The physician served as president of the National Right to Life Committee, the oldest anti-abortion organization in the United States, for most of the 1980s. Willke and his wife, Barbara, also founded the Right to Life of Greater Cincinnati nearly 40 years ago.
"Willke was the leading statesman addressing the second civil rights struggle of our nation," Paula Westwood, the current executive director of the Right to Life of Greater Cincinnati, said in a statement. "He met with presidents and popes and crossed the globe, but his passion was always to ensure the right to life for helpless unborn children and other vulnerable people."
National Right to Life news editor Dave Andrusko added in an editorial on Saturday that Willke acted as a "good will ambassador" for the anti-abortion movement during his time with both organizations.

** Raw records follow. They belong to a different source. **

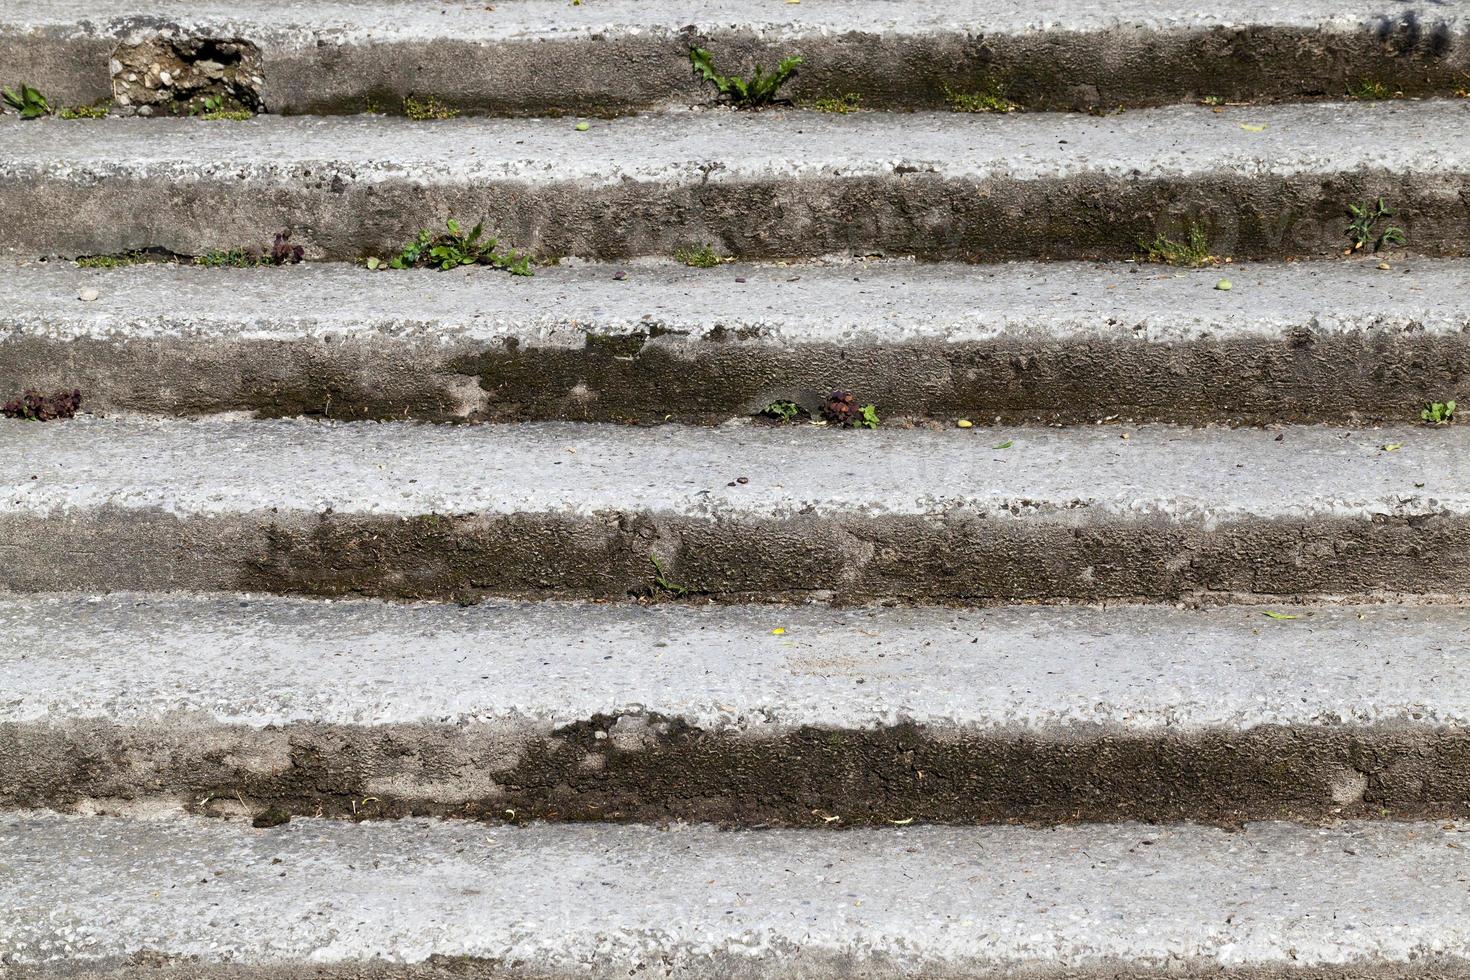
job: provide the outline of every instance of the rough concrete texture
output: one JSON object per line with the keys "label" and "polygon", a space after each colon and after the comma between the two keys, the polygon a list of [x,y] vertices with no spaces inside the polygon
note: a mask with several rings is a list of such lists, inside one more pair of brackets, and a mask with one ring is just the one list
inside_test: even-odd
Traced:
{"label": "rough concrete texture", "polygon": [[[1425,133],[1433,133],[1426,140]],[[1416,250],[1470,242],[1470,103],[1199,106],[1105,118],[783,111],[599,122],[0,121],[0,252],[386,256],[483,217],[542,256],[1327,257],[1379,196]],[[1380,227],[1387,227],[1383,223]]]}
{"label": "rough concrete texture", "polygon": [[1455,426],[11,421],[0,584],[465,599],[674,586],[762,601],[1464,596],[1467,439]]}
{"label": "rough concrete texture", "polygon": [[193,977],[1463,977],[1467,847],[1463,828],[1437,824],[813,836],[6,815],[0,957],[23,977],[128,965]]}
{"label": "rough concrete texture", "polygon": [[1415,420],[1470,380],[1470,263],[1390,258],[529,279],[27,262],[0,275],[0,400],[80,388],[95,412],[698,423],[775,400],[816,412],[847,389],[885,418],[946,423]]}
{"label": "rough concrete texture", "polygon": [[13,596],[0,805],[828,828],[1470,815],[1463,609],[1265,611]]}
{"label": "rough concrete texture", "polygon": [[1035,108],[1341,97],[1363,79],[1453,93],[1470,21],[1442,0],[1207,7],[1019,0],[750,4],[560,0],[31,0],[0,13],[0,69],[64,103],[113,94],[109,55],[159,34],[259,46],[270,111],[399,111],[405,96],[466,112],[625,112],[713,97],[691,44],[729,72],[806,59],[798,100],[854,93],[873,108],[935,107],[999,86]]}

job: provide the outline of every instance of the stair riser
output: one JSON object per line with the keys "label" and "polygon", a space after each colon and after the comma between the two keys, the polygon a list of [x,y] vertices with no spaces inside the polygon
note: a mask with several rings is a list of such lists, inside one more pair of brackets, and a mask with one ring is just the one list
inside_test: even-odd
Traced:
{"label": "stair riser", "polygon": [[0,725],[0,807],[801,827],[1470,814],[1470,732],[1453,727],[722,734],[619,722],[12,723]]}
{"label": "stair riser", "polygon": [[[1092,172],[1036,180],[888,177],[709,179],[612,186],[520,180],[356,182],[330,167],[279,180],[139,179],[105,168],[29,174],[0,184],[0,250],[112,254],[159,247],[184,255],[268,247],[282,229],[311,258],[387,256],[446,216],[485,219],[539,257],[669,256],[691,242],[743,258],[917,255],[990,262],[1129,258],[1140,242],[1198,223],[1217,254],[1330,257],[1347,244],[1348,202],[1392,202],[1415,251],[1460,254],[1470,171],[1325,172],[1241,177],[1205,172],[1120,179]],[[1398,220],[1397,218],[1395,220]]]}
{"label": "stair riser", "polygon": [[103,413],[713,424],[775,400],[814,411],[843,389],[885,419],[1257,424],[1412,421],[1470,379],[1470,334],[1323,334],[1305,323],[1274,337],[1157,343],[1122,330],[1116,340],[795,345],[587,330],[584,347],[537,346],[529,329],[513,345],[20,336],[0,343],[0,393],[80,388],[84,407]]}
{"label": "stair riser", "polygon": [[[739,475],[730,473],[734,480]],[[834,477],[855,479],[856,477]],[[656,479],[650,474],[650,479]],[[432,489],[432,488],[426,488]],[[44,514],[44,512],[42,512]],[[786,519],[548,510],[396,518],[104,506],[0,516],[0,588],[473,600],[665,594],[914,603],[1470,595],[1470,518],[1079,511]]]}
{"label": "stair riser", "polygon": [[[970,92],[990,80],[1030,109],[1137,108],[1206,95],[1341,98],[1364,79],[1408,96],[1448,96],[1465,85],[1470,68],[1462,28],[1411,15],[1343,30],[875,35],[797,28],[789,40],[748,29],[666,27],[560,41],[390,34],[325,44],[306,32],[281,41],[248,27],[193,33],[255,41],[266,106],[287,114],[401,112],[408,95],[496,115],[608,114],[713,101],[714,90],[690,71],[691,44],[715,52],[717,66],[729,71],[800,55],[806,63],[783,95],[803,102],[853,93],[871,109],[943,108],[946,89]],[[108,61],[115,40],[85,29],[12,27],[0,33],[0,64],[58,105],[90,104],[113,95]]]}

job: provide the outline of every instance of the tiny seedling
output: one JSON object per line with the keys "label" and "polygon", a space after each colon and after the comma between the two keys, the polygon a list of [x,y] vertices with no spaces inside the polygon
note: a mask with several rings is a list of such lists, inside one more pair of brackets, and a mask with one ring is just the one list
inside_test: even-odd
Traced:
{"label": "tiny seedling", "polygon": [[8,419],[27,422],[51,422],[55,419],[74,418],[82,405],[80,388],[58,391],[49,397],[39,392],[28,391],[19,398],[12,398],[0,405],[0,415]]}
{"label": "tiny seedling", "polygon": [[1373,251],[1377,252],[1385,245],[1403,245],[1407,241],[1404,230],[1394,225],[1388,225],[1382,231],[1377,230],[1380,221],[1393,217],[1393,212],[1384,205],[1381,197],[1377,205],[1349,204],[1348,214],[1353,219],[1347,227],[1347,236],[1352,245],[1343,250],[1344,255],[1361,252],[1368,245],[1372,245]]}
{"label": "tiny seedling", "polygon": [[839,116],[845,116],[849,112],[858,111],[858,103],[862,102],[862,96],[856,92],[848,92],[846,95],[823,96],[813,99],[811,107],[817,112],[830,112]]}
{"label": "tiny seedling", "polygon": [[1199,100],[1199,104],[1200,105],[1207,105],[1207,106],[1222,106],[1222,105],[1225,104],[1225,96],[1223,96],[1223,95],[1206,95],[1204,98],[1202,98],[1202,99]]}
{"label": "tiny seedling", "polygon": [[112,255],[83,255],[76,260],[78,269],[120,269],[128,265],[142,265],[145,262],[169,261],[166,256],[156,252],[135,250],[131,252],[116,252]]}
{"label": "tiny seedling", "polygon": [[1360,78],[1356,82],[1348,82],[1347,94],[1350,99],[1358,99],[1362,102],[1378,102],[1383,99],[1391,99],[1402,95],[1376,78]]}
{"label": "tiny seedling", "polygon": [[881,421],[878,409],[859,405],[850,391],[834,391],[822,403],[822,418],[844,429],[876,429]]}
{"label": "tiny seedling", "polygon": [[[411,269],[415,267],[434,267],[441,272],[457,269],[466,265],[488,265],[496,269],[503,269],[513,276],[534,275],[531,271],[530,256],[520,252],[496,251],[499,241],[495,238],[486,238],[485,223],[482,221],[470,229],[466,235],[460,228],[458,221],[450,218],[446,222],[448,231],[438,235],[431,235],[427,230],[420,231],[413,241],[403,246],[397,255],[388,260],[390,269]],[[369,269],[381,267],[382,262],[366,260]]]}
{"label": "tiny seedling", "polygon": [[215,248],[194,256],[194,264],[211,269],[249,269],[260,265],[260,256],[244,248]]}
{"label": "tiny seedling", "polygon": [[306,257],[306,249],[291,244],[291,230],[276,232],[271,243],[271,262],[274,265],[295,265]]}
{"label": "tiny seedling", "polygon": [[51,103],[33,85],[22,82],[19,89],[8,88],[0,92],[0,97],[5,99],[6,105],[20,113],[22,119],[39,119],[51,115]]}
{"label": "tiny seedling", "polygon": [[1431,402],[1428,408],[1419,413],[1419,419],[1428,425],[1449,425],[1455,420],[1454,399],[1447,402]]}
{"label": "tiny seedling", "polygon": [[226,109],[225,97],[222,95],[201,95],[199,99],[189,107],[189,115],[196,119],[205,119],[210,122],[219,120],[231,120],[241,122],[251,118],[247,109]]}
{"label": "tiny seedling", "polygon": [[112,103],[98,102],[96,105],[72,105],[67,106],[57,113],[62,119],[106,119],[108,112],[112,110]]}
{"label": "tiny seedling", "polygon": [[453,119],[459,115],[459,110],[445,105],[432,95],[422,99],[416,99],[410,95],[403,100],[403,114],[410,119],[418,120]]}
{"label": "tiny seedling", "polygon": [[955,112],[1017,112],[1021,108],[1006,97],[1005,88],[994,80],[973,92],[957,92],[946,85],[944,101]]}
{"label": "tiny seedling", "polygon": [[664,571],[664,566],[659,562],[657,555],[649,555],[648,560],[653,562],[653,584],[655,586],[675,597],[689,594],[687,586],[670,581],[668,573]]}
{"label": "tiny seedling", "polygon": [[674,258],[695,269],[713,269],[720,264],[720,257],[708,245],[690,245],[674,249]]}
{"label": "tiny seedling", "polygon": [[716,71],[714,56],[704,48],[689,49],[689,63],[694,66],[694,74],[713,85],[715,91],[740,109],[759,109],[774,105],[778,101],[777,95],[781,86],[796,74],[801,62],[801,58],[782,58],[773,72],[767,73],[760,65],[756,65],[755,74],[749,78],[741,78],[739,75],[721,75]]}
{"label": "tiny seedling", "polygon": [[791,401],[774,401],[761,409],[761,414],[777,422],[794,422],[801,414],[801,406]]}
{"label": "tiny seedling", "polygon": [[1144,257],[1150,262],[1182,265],[1191,269],[1208,265],[1215,258],[1210,254],[1210,244],[1205,240],[1205,233],[1198,225],[1189,226],[1189,241],[1187,242],[1176,242],[1167,235],[1159,235],[1151,242],[1139,242],[1139,247],[1143,249]]}

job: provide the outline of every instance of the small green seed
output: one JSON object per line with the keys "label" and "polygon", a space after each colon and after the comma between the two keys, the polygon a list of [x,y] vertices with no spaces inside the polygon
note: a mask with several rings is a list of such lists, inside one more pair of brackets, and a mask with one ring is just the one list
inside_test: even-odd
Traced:
{"label": "small green seed", "polygon": [[1215,288],[1228,293],[1231,289],[1235,287],[1230,285],[1229,279],[1221,279],[1219,282],[1215,283]]}
{"label": "small green seed", "polygon": [[585,132],[587,132],[587,130],[589,130],[591,128],[592,128],[592,126],[591,126],[590,123],[584,123],[584,122],[577,123],[577,132],[579,132],[579,133],[585,133]]}

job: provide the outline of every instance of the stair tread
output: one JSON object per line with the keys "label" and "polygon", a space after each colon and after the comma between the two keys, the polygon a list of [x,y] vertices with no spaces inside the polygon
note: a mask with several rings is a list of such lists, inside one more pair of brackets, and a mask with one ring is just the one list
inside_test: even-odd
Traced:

The controversial physician first gained notoriety in the early '70s with the Handbook on Abortion, which is often viewed as the first piece of "pro-life" literature that inevitably helped shape the movement. Published in 1971, the booklet is laid out in question-and-answer form, providing readers with tailored right-to-life arguments against abortion. "It's a very striking document and his voice was and continues to be an important voice on that side," journalist Linda Greenhouse, who researched Willke for her book on the early U.S. abortion debate, said in an interview with NPR in 2010.
But Willke's true claim to fame outside anti-abortion circles came from his insistence that women cannot get pregnant from rape or sexual assault — a belief he frequently peddled despite contradictory scientific research and data. Willke wrote in an article for the journal Christian Life Resources in 1999:
There's no greater emotional trauma that can be experienced by a woman than an assault rape. This can radically upset her possibility of ovulation, fertilization, implantation and even nurturing of a pregnancy.
This idea has since influenced numerous anti-abortion politicians, including former Rep. Todd Aiken, who lost his U.S. Senate campaign after stating that a woman's reproductive system can "shut the whole thing down" following rape. Willke reportedly stood by his flawed science in 2012, telling the Associated Press that Aiken was correct in his assertion that women do not get pregnant from rape. However, the doctor clarified that Aiken was wrong in referencing "legitimate rape."
In addition to serving as president of the National Right to Life Committee and establishing the Right to Life of Greater Cincinnati, Willke co-founded the Life Issues Institute and the International Right to Life Federation. But it's in Ohio, a heated abortion battleground, where Willke will be missed most. In a statement released over the weekend, Ohio Attorney General Mike DeWine, an abortion foe, remembered Willke as a "stalwart leader in giving a voice to the most vulnerable in our society."